Here's why: The biopsy specimen's pathology will have a say on the ICD-9 code you report. However, most CPT procedure codes are not based on the specimen results. There are certain CPT codes which are linked to some specific diagnoses; however in totality CPT is about what you did; while ICD-9 is about the outcome or the reason for it.


You should know the Meaning Behind 'Uncertain' Codes when you code 238.2 as the diagnosis for a biopsy procedure, you're conveying to the payer what the pathologist said in his path report that he was uncertain as to the morphology of the lesion. Uncertain behavior does not mean that the coder is uncertain or that the doctor thinks the lesion looks suspicious but it might be benign. By Uncertain behavior we mean to say that a specimen has been examined by a pathologist and that the cells are of mixed types.

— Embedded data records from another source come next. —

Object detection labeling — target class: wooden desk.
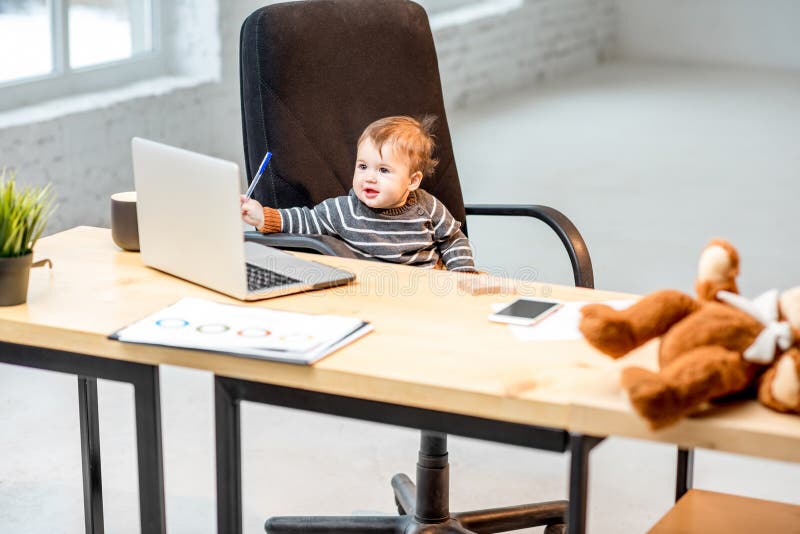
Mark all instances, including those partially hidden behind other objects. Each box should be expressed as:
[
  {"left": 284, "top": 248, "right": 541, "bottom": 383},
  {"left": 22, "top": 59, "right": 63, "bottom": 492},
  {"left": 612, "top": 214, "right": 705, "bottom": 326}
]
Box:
[{"left": 6, "top": 227, "right": 800, "bottom": 533}]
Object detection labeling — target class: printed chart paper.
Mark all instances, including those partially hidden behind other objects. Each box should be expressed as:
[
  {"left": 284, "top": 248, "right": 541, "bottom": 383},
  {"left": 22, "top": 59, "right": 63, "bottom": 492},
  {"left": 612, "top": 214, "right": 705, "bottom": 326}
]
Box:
[{"left": 109, "top": 298, "right": 372, "bottom": 364}]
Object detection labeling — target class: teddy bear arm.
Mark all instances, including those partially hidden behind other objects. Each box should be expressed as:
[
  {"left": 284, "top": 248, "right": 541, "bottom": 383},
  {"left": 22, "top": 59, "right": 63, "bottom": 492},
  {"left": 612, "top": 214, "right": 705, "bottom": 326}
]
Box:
[
  {"left": 579, "top": 290, "right": 699, "bottom": 358},
  {"left": 622, "top": 345, "right": 757, "bottom": 429}
]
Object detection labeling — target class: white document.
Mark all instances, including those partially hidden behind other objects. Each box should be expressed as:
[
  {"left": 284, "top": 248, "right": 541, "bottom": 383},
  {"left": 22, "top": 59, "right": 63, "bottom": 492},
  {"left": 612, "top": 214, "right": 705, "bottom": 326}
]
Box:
[
  {"left": 109, "top": 298, "right": 372, "bottom": 364},
  {"left": 492, "top": 300, "right": 636, "bottom": 341}
]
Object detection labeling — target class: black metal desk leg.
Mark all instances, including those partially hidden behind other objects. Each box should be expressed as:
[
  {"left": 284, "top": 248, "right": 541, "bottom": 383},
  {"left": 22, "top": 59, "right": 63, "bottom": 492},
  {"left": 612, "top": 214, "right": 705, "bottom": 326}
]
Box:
[
  {"left": 214, "top": 376, "right": 242, "bottom": 534},
  {"left": 675, "top": 447, "right": 694, "bottom": 502},
  {"left": 567, "top": 433, "right": 603, "bottom": 534},
  {"left": 78, "top": 376, "right": 104, "bottom": 534},
  {"left": 131, "top": 365, "right": 167, "bottom": 533}
]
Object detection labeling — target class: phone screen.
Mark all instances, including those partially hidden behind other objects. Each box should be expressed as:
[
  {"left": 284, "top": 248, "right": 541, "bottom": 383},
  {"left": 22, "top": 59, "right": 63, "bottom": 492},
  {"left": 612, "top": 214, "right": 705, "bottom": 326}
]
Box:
[{"left": 495, "top": 299, "right": 558, "bottom": 319}]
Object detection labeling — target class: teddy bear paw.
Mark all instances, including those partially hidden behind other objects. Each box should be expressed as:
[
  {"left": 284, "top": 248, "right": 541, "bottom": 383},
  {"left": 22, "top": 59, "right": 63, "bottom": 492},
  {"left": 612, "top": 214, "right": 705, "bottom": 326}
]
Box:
[
  {"left": 621, "top": 367, "right": 684, "bottom": 430},
  {"left": 578, "top": 304, "right": 638, "bottom": 358},
  {"left": 758, "top": 349, "right": 800, "bottom": 413}
]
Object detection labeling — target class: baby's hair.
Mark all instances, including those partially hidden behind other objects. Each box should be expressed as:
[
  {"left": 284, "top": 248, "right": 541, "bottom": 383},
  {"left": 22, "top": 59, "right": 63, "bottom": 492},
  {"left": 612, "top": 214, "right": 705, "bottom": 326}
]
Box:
[{"left": 358, "top": 115, "right": 439, "bottom": 176}]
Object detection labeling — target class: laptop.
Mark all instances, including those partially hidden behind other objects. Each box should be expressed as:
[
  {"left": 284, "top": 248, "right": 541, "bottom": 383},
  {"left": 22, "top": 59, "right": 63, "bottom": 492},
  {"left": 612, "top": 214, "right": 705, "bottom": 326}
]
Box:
[{"left": 131, "top": 137, "right": 355, "bottom": 300}]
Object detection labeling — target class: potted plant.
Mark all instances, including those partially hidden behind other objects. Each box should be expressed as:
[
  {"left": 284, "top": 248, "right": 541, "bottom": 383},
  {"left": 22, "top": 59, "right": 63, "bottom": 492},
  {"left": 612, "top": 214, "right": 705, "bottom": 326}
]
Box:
[{"left": 0, "top": 169, "right": 55, "bottom": 306}]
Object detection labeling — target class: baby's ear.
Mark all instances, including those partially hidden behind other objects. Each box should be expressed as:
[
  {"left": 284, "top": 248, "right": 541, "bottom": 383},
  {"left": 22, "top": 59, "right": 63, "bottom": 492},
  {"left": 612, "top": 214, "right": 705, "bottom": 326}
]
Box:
[{"left": 408, "top": 171, "right": 422, "bottom": 191}]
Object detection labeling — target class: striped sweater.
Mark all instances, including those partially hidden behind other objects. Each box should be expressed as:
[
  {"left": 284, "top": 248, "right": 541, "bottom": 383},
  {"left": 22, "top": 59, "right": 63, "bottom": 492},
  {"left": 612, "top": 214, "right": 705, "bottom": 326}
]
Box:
[{"left": 259, "top": 189, "right": 475, "bottom": 271}]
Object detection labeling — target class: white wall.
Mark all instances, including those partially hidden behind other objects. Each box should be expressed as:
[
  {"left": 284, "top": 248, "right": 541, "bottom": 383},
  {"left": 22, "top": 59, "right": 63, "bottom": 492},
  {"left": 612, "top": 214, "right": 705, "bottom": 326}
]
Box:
[
  {"left": 0, "top": 0, "right": 614, "bottom": 233},
  {"left": 617, "top": 0, "right": 800, "bottom": 70}
]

How it functions: Uncertain behavior diagnoses are proper for specimens identified as hyperplastic (hyperplasia) or precancerous. If you submit a claim with 238.2 as a diagnosis before you have the pathology report back, you may have in actuality told the insurer that the patient has a disease process that he doesn't actually have or may have however has not yet been corroborated. If you aren't sure as to what a lesion is, you use unspecified, not uncertain. Uncertain is reserved for a pathologist only diagnosis.


b) Secondly, you should never code just to ensure you will be paid for a procedure. In an instance of a biopsy, waiting to code until you have the pathology report shouldn't have a say on your reimbursement amount anyway. You may have to wait for some more time to see the reimbursement if you need to hold a claim while you wait for the pathology report; however your coding will be much more spot on.


If you biopsy a lesion and the results come back as precancerous this is exactly the diagnosis you'd use so it's a perfectly payable diagnosis. On the contrary, insurers are looking for more and more reasons to deny payment. If you had carried a biopsy and indicated that the patient has hyperplasia and then the doctor found out that the biopsy indicated melanoma and the patient returned to have excision of the melanoma and the insurer ever compared the documentation there could be trouble.